Руками затряс, рук ее милых из своих не выпуская.
И посмеялись. И помечтали. И хотелось опять и опять так поцеловаться. Но духи крепости далекой под косым потолком в тучу сбились. Но смех, словами шутливыми порожденный, тут же, над ними, над братом с сестрой порхает, смотрит.
Попробовал Виктор после молчания мгновенного. Чужим голосом сказал:
- Давай, по...
И кашлянул сухо. И другим, но все же чужим голосом, заглянув в угол, докончил:
- Давай, поглядим в окно.
Руки ее отпустив, поднялся-встал. К окну подошел. Занавеску отвел. Подошла тихо. Ночь лунная, дома белые в сказочном, в лунном глазам их показывает. И море сине-черное, серебристым столбом вибрирующим разрезанное. И берег моря так искусственно прямой для чего-то. И невечные там постройки, ненужно прельщающие, зазывающие однодневок.
- Конфетно здесь у тебя. Жизни нет. Декорация для богатых. Вон там, смотри, шалопаи белые на скамейке сидят, сигары курят. Красиво, но зря все. Вот у нас в Лазареве вкруг огорода бронзовую решетку этим летом поставили. Пока фундамент выродили, все эти там артишоки, да огурцы и что там еще - все повяло. Захламили. Садовник плачет. Не нужно, говорит. К чему? И дальше, говорит, ничего не вырастет. Под бронзой фундаментище вон какой. Солнцу доступа нет. Коменданту отписали. Не суйтесь, отвечает, не в свои дела; Знобишин лучше знает; да и я тоже; а в огороде чтоб росло все, что полагается. На то вам журнал выписан. То же и здесь. Все для виду. Будто для людей, как там стена для огурцов. ан не для людей.

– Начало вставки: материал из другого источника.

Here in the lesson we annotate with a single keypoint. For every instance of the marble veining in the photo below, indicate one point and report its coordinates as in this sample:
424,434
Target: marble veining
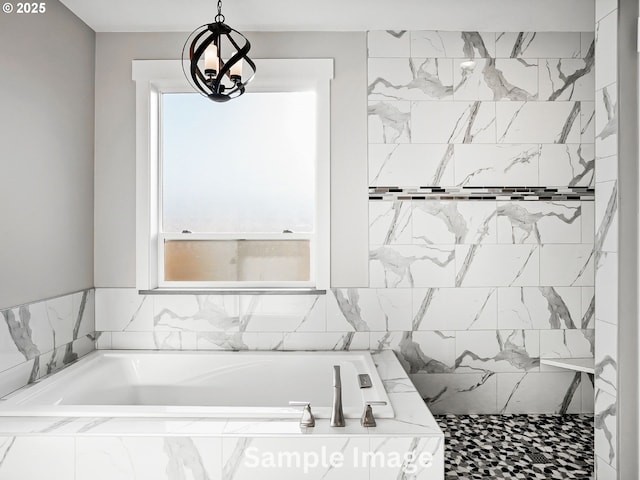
563,83
42,337
394,122
426,80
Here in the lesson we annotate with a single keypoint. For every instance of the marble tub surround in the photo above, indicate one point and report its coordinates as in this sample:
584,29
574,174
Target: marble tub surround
42,337
226,448
466,349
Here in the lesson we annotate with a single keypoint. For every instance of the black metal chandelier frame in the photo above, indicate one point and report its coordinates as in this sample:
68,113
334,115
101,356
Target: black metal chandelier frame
223,83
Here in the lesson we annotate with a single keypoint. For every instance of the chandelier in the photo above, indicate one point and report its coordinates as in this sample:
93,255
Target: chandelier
204,64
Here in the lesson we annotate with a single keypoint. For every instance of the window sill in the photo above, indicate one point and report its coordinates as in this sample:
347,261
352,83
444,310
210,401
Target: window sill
233,291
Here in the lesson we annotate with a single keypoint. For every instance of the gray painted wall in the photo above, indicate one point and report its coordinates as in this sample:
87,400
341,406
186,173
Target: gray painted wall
46,155
115,144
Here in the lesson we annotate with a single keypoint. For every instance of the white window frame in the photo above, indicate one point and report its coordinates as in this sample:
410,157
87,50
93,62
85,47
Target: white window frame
156,77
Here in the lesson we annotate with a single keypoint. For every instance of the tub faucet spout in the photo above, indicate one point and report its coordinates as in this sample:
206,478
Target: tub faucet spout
337,415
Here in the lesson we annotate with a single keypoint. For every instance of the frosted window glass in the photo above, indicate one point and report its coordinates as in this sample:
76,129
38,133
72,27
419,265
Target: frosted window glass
243,166
237,260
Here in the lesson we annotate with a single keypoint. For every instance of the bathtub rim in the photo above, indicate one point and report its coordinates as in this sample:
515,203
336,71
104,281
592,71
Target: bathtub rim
10,408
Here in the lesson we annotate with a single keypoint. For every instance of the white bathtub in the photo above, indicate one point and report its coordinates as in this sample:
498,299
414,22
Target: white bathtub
201,384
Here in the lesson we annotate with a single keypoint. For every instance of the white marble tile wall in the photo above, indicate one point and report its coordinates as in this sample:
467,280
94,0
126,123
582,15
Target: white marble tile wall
606,237
40,338
495,284
481,109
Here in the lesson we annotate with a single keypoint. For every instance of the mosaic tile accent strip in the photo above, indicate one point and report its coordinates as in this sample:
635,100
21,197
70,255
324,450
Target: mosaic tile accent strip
482,193
518,447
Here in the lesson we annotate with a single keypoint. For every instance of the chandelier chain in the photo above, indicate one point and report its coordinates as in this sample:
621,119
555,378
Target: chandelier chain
219,18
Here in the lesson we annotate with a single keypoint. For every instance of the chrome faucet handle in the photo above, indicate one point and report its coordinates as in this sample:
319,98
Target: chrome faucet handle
307,420
368,419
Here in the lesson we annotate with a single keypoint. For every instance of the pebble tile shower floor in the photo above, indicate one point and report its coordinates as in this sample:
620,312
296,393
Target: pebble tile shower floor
523,447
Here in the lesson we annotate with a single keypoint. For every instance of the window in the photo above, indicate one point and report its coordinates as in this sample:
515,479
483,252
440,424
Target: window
233,195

- А для кого же? А ты правду сказал...
- А черт их знает, для кого. Только не так все. Настоящего нет. Эта вся чепуха с беседками...
И как же обрадовался Виктор, что молча, себе лишь договорил, что вся эта чепуха с беседками только умирающим нужна.
И страшась правды, из прорех счастья высовывающейся:
- Надя! Надя!
Закричал.
- Живи ты только! Живи ты! И все будет. И все как нужно будет, Надя.
И слов тех, могущих напугать, испугался. Как так? С ней нежно нужно, с ней тихо.
- Витя, прощай. Давно мне пора. До завтра.
- Кикимора опять?
- Нет. Не только кикимора.
И влекомые брат к сестре, сестра к брату, поцеловались. И поцеловались у окна стоя, у ночного. И опять долог был поцелуй - сто поцелуев. Но не смели руки. И потом не смели слова.
И ушла. И не провожал. И видели, слышали до утра сны свои.
Подругам (фр.)
В греческой мифологии божество юго-восточного ветра.